If you slept through the past decade, you were amazed by the page-one news last week. In Sonoma County, medical marijuana purveyors lined up to secure new business permits. County government now has its very own “cannabis program manager.”
So much for demon weed and reefer madness.
One consultant estimated that marijuana is now a $3 billion business in Sonoma County, employing 12,000 people — and there is more to come. State and local agencies are only beginning to put together rules governing the legalization of recreational marijuana, a change approved by state voters last November.
In recent months, there’s been a certain breathless enthusiasm for the rush to marijuana — as if there’s sure to be business for everyone. This unbridled excitement may not comply with the basic laws of economics, which suggest that in competitive markets, some will prosper and some won’t, but we shall see.
This moment arrives after decades of public policies that became increasingly untenable. We lived in a society in which many smoked marijuana and only a relative few served long stints in jail for it. We lived in a society in which a secretive enterprise became a persistent cause of violence. And we lived in a society in which people with serious illnesses were obliged to break the law to secure a substance that could help them.
Now we’re coming full circle — or almost full circle. The Trump administration and U.S. Attorney General Jeff Sessions seem determined not to let California go its own way (in more ways than one).
With recreational marijuana now legal, all kinds of people are looking to climb aboard the train. The mom-and-pop growers who advocated for the legalization of their product now must compete with well-heeled investors who see the opportunity to get in on the ground floor of a new and rewarding industry. Be careful what you wish for.
For now, we could fill a room with what we don’t know about the implications of all this. Among the questions awaiting answers:
— How many people will use marijuana, and how much will they consume? Until the new, legal economy grows up, it’s all speculation.
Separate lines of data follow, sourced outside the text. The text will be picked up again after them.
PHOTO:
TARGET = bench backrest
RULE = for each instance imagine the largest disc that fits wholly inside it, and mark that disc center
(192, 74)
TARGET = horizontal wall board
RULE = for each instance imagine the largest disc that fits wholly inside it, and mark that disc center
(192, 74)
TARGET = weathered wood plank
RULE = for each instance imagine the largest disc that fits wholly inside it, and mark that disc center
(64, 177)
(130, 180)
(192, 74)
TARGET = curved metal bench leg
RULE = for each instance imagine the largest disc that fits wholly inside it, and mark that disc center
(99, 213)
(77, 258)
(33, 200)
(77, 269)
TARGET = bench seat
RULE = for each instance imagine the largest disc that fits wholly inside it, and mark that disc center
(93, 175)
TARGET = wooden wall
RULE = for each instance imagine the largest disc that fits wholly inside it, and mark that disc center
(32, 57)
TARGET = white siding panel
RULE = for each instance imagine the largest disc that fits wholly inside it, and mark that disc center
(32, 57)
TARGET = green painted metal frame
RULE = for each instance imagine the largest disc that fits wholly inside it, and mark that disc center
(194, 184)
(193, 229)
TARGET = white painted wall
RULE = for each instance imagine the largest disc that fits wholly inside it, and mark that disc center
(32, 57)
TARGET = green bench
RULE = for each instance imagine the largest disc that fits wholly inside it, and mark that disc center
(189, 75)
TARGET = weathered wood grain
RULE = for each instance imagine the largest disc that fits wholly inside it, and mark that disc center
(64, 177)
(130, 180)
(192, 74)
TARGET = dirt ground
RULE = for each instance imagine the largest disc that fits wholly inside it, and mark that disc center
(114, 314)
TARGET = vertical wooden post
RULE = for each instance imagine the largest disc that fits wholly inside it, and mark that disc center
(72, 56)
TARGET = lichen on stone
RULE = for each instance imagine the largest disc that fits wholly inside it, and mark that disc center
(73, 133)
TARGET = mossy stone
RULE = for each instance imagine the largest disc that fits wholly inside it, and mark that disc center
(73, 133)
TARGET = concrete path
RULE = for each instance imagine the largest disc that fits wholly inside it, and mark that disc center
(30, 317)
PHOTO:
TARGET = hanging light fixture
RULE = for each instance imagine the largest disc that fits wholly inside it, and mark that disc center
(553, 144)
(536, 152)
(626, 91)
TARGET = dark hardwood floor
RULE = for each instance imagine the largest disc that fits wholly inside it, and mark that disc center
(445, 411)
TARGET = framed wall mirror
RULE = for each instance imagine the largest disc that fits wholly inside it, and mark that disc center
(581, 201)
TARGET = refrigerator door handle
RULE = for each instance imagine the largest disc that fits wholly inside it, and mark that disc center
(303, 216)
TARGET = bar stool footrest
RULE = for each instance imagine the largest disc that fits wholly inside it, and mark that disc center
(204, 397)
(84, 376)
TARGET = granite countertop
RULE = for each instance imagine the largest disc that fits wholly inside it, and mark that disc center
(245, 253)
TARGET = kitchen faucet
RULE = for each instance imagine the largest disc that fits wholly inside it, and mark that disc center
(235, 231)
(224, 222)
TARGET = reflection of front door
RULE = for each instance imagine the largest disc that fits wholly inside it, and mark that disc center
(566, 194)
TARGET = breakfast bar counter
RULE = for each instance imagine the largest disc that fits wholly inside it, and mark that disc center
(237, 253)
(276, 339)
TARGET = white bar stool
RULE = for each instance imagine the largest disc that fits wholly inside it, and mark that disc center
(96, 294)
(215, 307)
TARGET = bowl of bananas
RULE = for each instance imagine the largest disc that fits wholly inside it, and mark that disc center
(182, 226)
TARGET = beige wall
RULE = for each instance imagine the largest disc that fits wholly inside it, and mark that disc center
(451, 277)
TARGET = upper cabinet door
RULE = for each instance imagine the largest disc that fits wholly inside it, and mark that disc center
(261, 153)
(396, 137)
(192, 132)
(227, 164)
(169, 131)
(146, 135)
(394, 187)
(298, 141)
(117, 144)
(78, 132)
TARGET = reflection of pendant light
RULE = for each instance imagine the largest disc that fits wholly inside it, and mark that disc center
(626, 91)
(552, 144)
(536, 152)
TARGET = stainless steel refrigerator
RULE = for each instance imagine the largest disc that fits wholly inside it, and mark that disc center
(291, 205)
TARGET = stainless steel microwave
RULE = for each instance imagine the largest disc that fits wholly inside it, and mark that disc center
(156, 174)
— What rules will govern land use? Every jurisdiction will be required to work through big and small issues — traffic, parking, nuisance smells, the distances between pot dispensaries and schools, the differences between medical and recreational purveyors, water usage and the impacts on streams and rivers, pot farms in rural areas, and so much more.
The city of Santa Rosa last week generated 36 pages of rules governing the medical marijuana industry — and we know this is only the beginning.
Santa Rosa seems determined to demonstrate that it is marijuana-friendly. “Unlike other jurisdictions, I think we have a uniquely permissive ordinance,” Clare Hartman, the city’s deputy director of planning, told Staff Writer Kevin McCallum.
Imagine reading that sentence in your daily newspaper 10 years ago. (Homebuilders could wish.) The city has already approved use permits for 11 dispensaries, and 13 more applications are under consideration.
— How do we enforce laws related to driving under the influence and other illegal behaviors? Over time, we’ve figured out how to enforce laws related to bad behaviors fueled by alcohol. Will marijuana be the same?
— What about the social and human consequences? The truth is, marijuana won’t be healthful for everyone who uses it. When it comes to drugs and alcohol, some outcomes are better than others. For families and workplaces alike, this will be navigating new territory. (In January, a study from the National Academy of Sciences, Engineering and Medicine identified both positive and negative effects from using marijuana. It also found that 22 million Americans over the age of 12 had smoked marijuana in the past 30 days.)
— How will the burgeoning industry conduct its business without the support of banks, which are federally regulated and, therefore, subject to federal laws and regulations that continue to view marijuana as an illegal substance?
For all its uncertainties, this new approach to marijuana makes a lot more sense than what came before. California became a state in which some regions survived on the profits from illegal marijuana farms and some survived on the payrolls from prisons that housed people who sold marijuana.
We have a lot to learn. In uncharted territory, every jurisdiction will be required to come up with its own set of rules.
Staff Writer Kevin McCallum explained: “The highly anticipated draft of the city’s comprehensive medical cannabis ordinance is expected to generate significant feedback from an industry both excited by the opportunities cannabis legalization provides and anxious about the burden excessive taxation and regulation may bring.”
“This is the first date, so to speak, between the cannabis industry and the county,” Supervisor Lynda Hopkins told Staff Writer Paul Payne, “We’ll see where it goes.”